Summary
In Miller v. Mount Sinai Medical Center, 288 A.D.2d 72, 733 N.Y.S.2d 26 (1st Dep't 2001), and Jacobs v. Continuum Health Partners, Inc., 7 A.D.3d 312, 776 N.Y.S.2d 279 (1st Dep't 2004), the New York Appellate Division clarified the fine line separating honest and defamatory job references that can form the basis for tortious interference claims.
Summary of this case from Raedle v. Credit Agricole IndosuezOpinion
November 15, 2001.
Order, Supreme Court, New York County (Marilyn Shafer, J.), entered on or about December 20, 2000, which, to the extent appealed from as limited by the brief, granted defendants' motion pursuant to CPLR 3211, dismissing plaintiff's complaint for tortious interference with employment, unanimously affirmed, without costs.
William H. Kaiser, for plaintiff-appellant.
Ricki E. Roer, for defendants-respondents.
Before: Sullivan, P.J., Mazzarelli, Wallach, Rubin, Friedman, JJ.

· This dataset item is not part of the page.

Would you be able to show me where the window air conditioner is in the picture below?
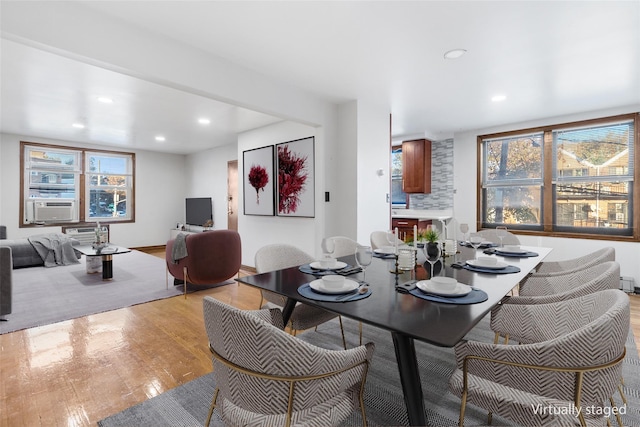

Plaintiff's employment contract with Elmhurst Hospital, purportedly rescinded after defendant Iona Siegal, plaintiff's former supervisor, met with plaintiff's future supervisor, was undisputedly terminable at will, and, as such, contemplated prospective contractual relations only. This being the case, the purported contract cannot support a claim for tortious interference with an existing contract (see, Guard-Life Corp. v. Parker Hardware Mfg. Corp., 50 N.Y.2d 183, 193; see also, Snyder v. Sony Music Entertainment, Inc., 252 A.D.2d 294, 299-300). Nor does plaintiff state any claim for tortious interference with prospective contractual relations since there is no allegation that plaintiff's purported prospective contractual relations were interfered with by "wrongful means" as described in Guard-Life Corp. v. S. Parker Hardware Corp., (50 N.Y.2d, supra, at 191). It was altogether reasonable for plaintiff's future supervisor to speak with her former supervisor at defendant Mt. Sinai about plaintiff's work performance. That Siegal may have given plaintiff a negative job reference or did not believe plaintiff to be a qualified candidate for the position did not constitute interference by "wrongful means". In addition, inasmuch as plaintiff concedes that Siegel's complained of conduct was within the scope of her employment duties, plaintiff has failed to allege, as she must to state a claim for tortious interference with prospective contractual relations, that the sole purpose for Siegel's "interference" was to harm her (Alvord Swift v. Muller Constr. Co., 46 N.Y.2d 276, 281-282; see also,Slifer-Weickel, Inc. v. Meteor Skelly, Inc., 140 A.D.2d 320, 322).
THIS CONSTITUTES THE DECISION AND ORDER OF THE SUPREME COURT, APPELLATE DIVISION, FIRST DEPARTMENT.